И я прочитал из «Вечного мужа» без передышки:

«И навсегда потом остался ему памятен, мерещился наяву и снился во сне этот-измученный-взгляд-замученного-ребенка-в-безумном-страхе- и-с-последней-надеждой-смотревшей-на-него».47

И когда мы остались одни, я сказал:

– Надо придумать что-то для Листина: заговор, что ли, в шутку, пускай себе твердит. Так, ведь, как она сейчас, можно впасть и в отчаяние.

Когда я кутал в одеяле, чтобы теплее было, и подтыкивал, чтобы никакой щелочки, Серафима Павловна сказала:

– Не надо обижать Утенка.

– Да кто ж его обижает?

– Утенок несчастный, одинокий, никто о нем не позаботится.

– А Иван Павлыч!

Но заметив, что Серафима Павловна смотрит удивленно, поправился:

– Иван Павлыч на всех сковычет, а Утенок… то он про Грушины камни, то про песок, начал было читать свои стихи и с полслова остановился, и все у него так.

А закутав в последнее одеяло «на сон грядущий», я присел на кровать – отдохнуть.

– А Наяду я понемногу спаиваю, – говорю языком, а все мысли в дремле.
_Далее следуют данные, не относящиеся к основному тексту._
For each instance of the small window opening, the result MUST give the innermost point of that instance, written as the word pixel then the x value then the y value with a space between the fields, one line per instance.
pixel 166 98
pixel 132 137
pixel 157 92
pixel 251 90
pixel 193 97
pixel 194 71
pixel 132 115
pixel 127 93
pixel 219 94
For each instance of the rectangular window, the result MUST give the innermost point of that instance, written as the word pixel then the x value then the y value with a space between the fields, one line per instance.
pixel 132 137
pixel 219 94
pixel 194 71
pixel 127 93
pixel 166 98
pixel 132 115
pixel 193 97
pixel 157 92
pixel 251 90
Серафима Павловна никак не отозвалась.

– Заходил африканский доктор, – продолжал я, – принес спирт, разбавил, мы выпили по две рюмки с перцем, Резников дал толченого. Осталось на рюмку, я Наяде, и она с сахарином… ликер, говорит, вроде сидра.

Серафима Павловна, засыпая, улыбалась. Она понимала мою колыбельную, она понимает, что от африканского доктора, конечно, для Наяды ничего не могло остаться, какая там рюмка! а Наяда вовсе и не приходила.

– А Тамара Ивановна завтра придет? – вдруг спросила Серафима Павловна и тихо заснула.

Если бы… если бы такой сон был всю ночь, ну, хоть полночи… хоть два часа или хоть полный час!

Я погасил свет и тихонько вышел на наш ледник – в кухню к мышке. Приберу немного, покурю, да на свой диванчик: через час мне подыматься.

Мышка вышла из норки, она спать собиралась и, ковыляя, шла ко мне, точно юбку поправляла. А там уж другая, слышу, работает над моим одеялом.